How natural language processing can quantify the outcome of learning investments.
by Alan Todd
February 6, 2019
Proving the value of learning and development programs is important, but it’s no easy feat. According to data from LinkedIn’s 2017 Workplace Learning Report, 32 percent of learning executives believe demonstrating ROI is a top challenge for L&D, and 80 percent agree that quantifying employee development is top-of-mind for their CEO and leadership team.
As a result, companies often embrace a “virtuous evaluation cycle” when building learning solutions for employees: Identify business needs, develop a learning solution, collect the results, determine impact — and then iterate on what works. It’s a proven process across multiple dimensions of a business, and yet it often falls short of quantifying returns on learning investments. So while most companies are largely adept at identifying their business needs and deploying solutions, far fewer are good at quantifying impact.
Because, as it turns out, the trusty evaluation cycle omits a necessary ingredient to success: learning analytics. And I’m not talking about the analytics that are sourced from subjective employee satisfaction surveys, which barely scratch the surface on engagement and desired outcomes. Such summative measures rarely reflect what we know to be true about learning science. We rarely remember, or can articulate how and when we learn, right after we absorb content. Rather, learning manifests itself over time to allow for reflection, observation and practice.

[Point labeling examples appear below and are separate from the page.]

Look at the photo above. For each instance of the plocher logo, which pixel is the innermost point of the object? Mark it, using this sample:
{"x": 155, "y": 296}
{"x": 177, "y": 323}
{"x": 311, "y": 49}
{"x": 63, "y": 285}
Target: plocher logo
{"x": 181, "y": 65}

For example, when a manager tells his employee to solve a problem in a new way, he can describe how the approach works — but true learning retention happens when employees have a continuing discussion about pros and cons of different methods, how to execute, plus short- and long-term impact for different stakeholders. Learning science shows us that the key to generating valuable learning analytics, and determining learning ROI, lies in listening to how employees talk about what they’re learning.
Until recently, this wasn’t possible at scale. Now most modern learning solutions capitalize on the familiar by tracking discussion, collaboration and peer-to-peer experiences. As computing power has accelerated and costs have fallen, organizations are able to map structured dialogue over time. Through online discourse, technology enables the use of natural language processing to identify and flag key themes that emerge.
For the first time, employers can actually “hear” whether key learning concepts are borne out in the language their employees are using and “listen” to understand whether new concepts are becoming a part of the corporate lexicon.
Learning analytics to identify key themes in the dialogue of employees provides businesses with a clear view into how participants really feel about what they’re learning — and the impact the learning solution is having on their growth as learners.